My mentor tells me the reasons behind every step of every Korean recipe. Such knowledge helps me follow directions--something I'm not too good at--and also helps me not follow directions. I believe we can bend rules more wisely (and safely) when we know not only what the rules are, but why they're in place. A little knowledge of why helps enormously in translating, following and improvising. The same can be said for sabar; what Lamine has taught me of the tradition helps me appreciate his choices as he brings it from one culture to another. The best mentors--I count mine among them--know that why is crucial to what and how.

Yet when I cook I sometimes take bloody-minded joy in venturing out on my own, anyway, trying to figure stuff out without knowing what's important or why. And so, guided only by online information, I decided to make a vegetarian version of kongbiji jjigae, ground soybean stew. I made vegetarian kimchee; made vegetarian stock; soaked soybeans and pureed them; sauteed garlic, kimchee and shiitake mushrooms for a few minutes before adding some of the stock I'd made. None of this was new to me. I don't own the stone pot this stew is traditionally cooked in, but I've made that cultural translation before, when cooking other Korean stews. The adventure began when I added in the pureed soybeans. They had the consistency of beaten egg whites, and floated over everything else, resembling a cross between a souffle and a volcano as the stew bubbled up through them.

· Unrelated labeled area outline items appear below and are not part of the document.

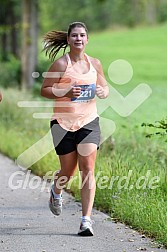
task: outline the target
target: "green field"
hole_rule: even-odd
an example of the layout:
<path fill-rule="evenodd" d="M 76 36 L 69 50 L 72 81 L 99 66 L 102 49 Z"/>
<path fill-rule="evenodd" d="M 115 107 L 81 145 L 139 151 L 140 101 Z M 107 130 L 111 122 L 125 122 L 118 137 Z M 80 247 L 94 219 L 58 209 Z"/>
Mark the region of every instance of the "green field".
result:
<path fill-rule="evenodd" d="M 166 29 L 163 25 L 93 33 L 86 52 L 101 60 L 109 85 L 123 96 L 141 83 L 152 90 L 149 98 L 129 116 L 120 116 L 112 106 L 101 115 L 112 120 L 116 129 L 112 136 L 114 149 L 110 138 L 98 152 L 95 206 L 114 220 L 129 224 L 167 246 L 166 138 L 146 138 L 147 133 L 155 130 L 141 127 L 143 122 L 154 123 L 167 116 Z M 125 85 L 112 83 L 108 76 L 109 65 L 118 59 L 128 61 L 133 67 L 133 77 Z M 16 159 L 49 130 L 49 120 L 33 119 L 33 112 L 51 112 L 51 109 L 19 108 L 17 101 L 41 98 L 14 89 L 3 93 L 0 150 Z M 31 169 L 40 176 L 59 169 L 54 151 Z M 80 200 L 78 185 L 76 179 L 70 187 L 76 200 Z"/>

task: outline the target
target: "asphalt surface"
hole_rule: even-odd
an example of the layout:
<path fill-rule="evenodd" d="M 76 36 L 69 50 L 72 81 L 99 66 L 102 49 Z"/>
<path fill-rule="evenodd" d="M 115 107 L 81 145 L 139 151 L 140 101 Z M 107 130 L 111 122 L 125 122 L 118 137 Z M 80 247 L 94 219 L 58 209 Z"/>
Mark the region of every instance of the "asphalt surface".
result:
<path fill-rule="evenodd" d="M 40 182 L 38 178 L 36 181 Z M 95 235 L 78 236 L 80 203 L 63 192 L 63 213 L 56 217 L 48 209 L 48 186 L 44 186 L 42 181 L 37 187 L 38 184 L 35 184 L 33 174 L 21 170 L 12 160 L 0 154 L 0 251 L 167 251 L 157 248 L 153 241 L 135 230 L 114 223 L 108 215 L 96 209 L 93 209 L 92 215 Z M 14 189 L 17 186 L 20 188 Z M 30 188 L 33 186 L 34 189 Z"/>

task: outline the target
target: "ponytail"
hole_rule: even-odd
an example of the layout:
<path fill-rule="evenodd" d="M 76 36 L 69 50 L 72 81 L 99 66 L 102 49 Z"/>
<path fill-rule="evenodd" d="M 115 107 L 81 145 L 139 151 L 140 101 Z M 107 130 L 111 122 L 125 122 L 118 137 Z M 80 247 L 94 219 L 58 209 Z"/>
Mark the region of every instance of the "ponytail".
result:
<path fill-rule="evenodd" d="M 88 30 L 84 23 L 82 22 L 73 22 L 69 25 L 68 31 L 50 31 L 48 32 L 43 39 L 44 49 L 46 56 L 49 55 L 49 59 L 54 60 L 58 52 L 63 48 L 63 54 L 68 46 L 67 37 L 70 36 L 70 33 L 75 27 L 83 27 L 88 36 Z"/>
<path fill-rule="evenodd" d="M 43 51 L 45 51 L 46 56 L 49 55 L 49 59 L 53 61 L 60 49 L 63 48 L 63 54 L 65 53 L 65 50 L 68 46 L 67 32 L 50 31 L 44 36 L 43 42 Z"/>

I followed Maangchi's advice and did not stir the soybeans for a minute or two after I'd added them. Even after I stirred them, though, they floated, resisting all my attempts to incorporate them. Until, without warning, everything deflated. Really: the stew lost half its volume. I have yet to learn whether that's supposed to happen. But, good or bad translation--however authentic, or not, my version was--it was one of the most delicious things I've cooked in a long time. By far.
     
What I'd like to know is why one shouldn't stir the stew immediately after adding the pureed soybeans. I will ask my mentor. I did realize the why of something else, though, through the experiment: why I strike out on my own when I have someone to mentor me. I would have known this easily if I'd seen it in a student; sometimes it's harder to see things in ourselves.

Some students can start with no knowledge, receive information from an expert, and absorb that information. Some can't. I am one who has to learn, on my own, before I can be taught. Because, when studying with social anthropologists, I read about the importance of fieldwork and context for "real" learning experiences, I haven't been giving myself credit for the experiences I have on my own. I feel better about them now.

If we are trying to learn something--anything--one of the most important things to learn, first, is how we learn. Then we can be mentored, as suits us.